In article <1989Dec18.032836.16434@psuvax1.cs.psu.edu> schwartz@psuvax1.cs.psu.edu (Scott Schwartz) writes:

>I think this benchmark is not computationally expensive enough
>to give good results.  One second of runtime tells nothing, really.

Basically all true.  That's why I ran I picked an entry 2000 lines into
the file and then passed it the same argument 3 times, which you didn't do
-- you made it only look once.  I chose it because it did a variety of
text things, like regular expression matching and substitutions and
concatenation.  I made it run on a big file and go through several passes
of the same file to make it run long enough to make the results useful.
I think a bigger problem with it is that we don't all have the same
termcap files.  

Here's another termcap benchmark, which exercises split() and associative
arrays.  It also shows about a 1/3 speedup going from perl2 to perl3.

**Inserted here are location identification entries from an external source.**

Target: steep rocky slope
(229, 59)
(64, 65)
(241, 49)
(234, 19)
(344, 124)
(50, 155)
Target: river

All runs produce this output:
    saw 1365 entries on 2235 lines, 15 duplicates

Here are the timings (both machines had 128meg):
    c1% time perl2 tcount.pl < /etc/termcap  > /dev/null
    4.7u 0.7s 0:05 96% 0+6k 0+1io 150pf+0w
    c1% time perl3 tcount.pl < /etc/termcap  > /dev/null
    3.2u 0.4s 0:03 96% 0+8k 0+2io 132pf+0w
    c2% time perl2 tcount.pl < /etc/termcap  > /dev/null
    1.4u 0.3s 0:01 94% 0+0k 1+1io 137pf+0w
    c2% time perl3 tcount.pl < /etc/termcap  > /dev/null
    0.9u 0.2s 0:01 94% 0+0k 0+1io 116pf+0w

And this was the program:
    #!/usr/bin/perl
    while (<>) {
	$lines++;
	next if /^[#\s]/;
	chop;
	s/:.*//;
	split(/\|/);
	for (@_) {
	    $count++;
	    $seen{$_}++;
	} 
    } 
    @keys = keys(seen);
    printf "saw %d entries on %d lines, %d duplicates\n",
	    $count, $lines, $count - $#keys;

Scott may not like it either because it also runs too quickly.  Anybody want
to post a better benchmark?  I'm having trouble finding something that'll
actually run for a long time.  My cfman program does, but it's totally 
unsuitable as a benchmark because everyone has different man pages.

--tom

    Tom Christiansen                       {uunet,uiucdcs,sun}!convex!tchrist 
    Convex Computer Corporation                            tchrist@convex.COM
		 "EMACS belongs in <sys/errno.h>: Editor too big!"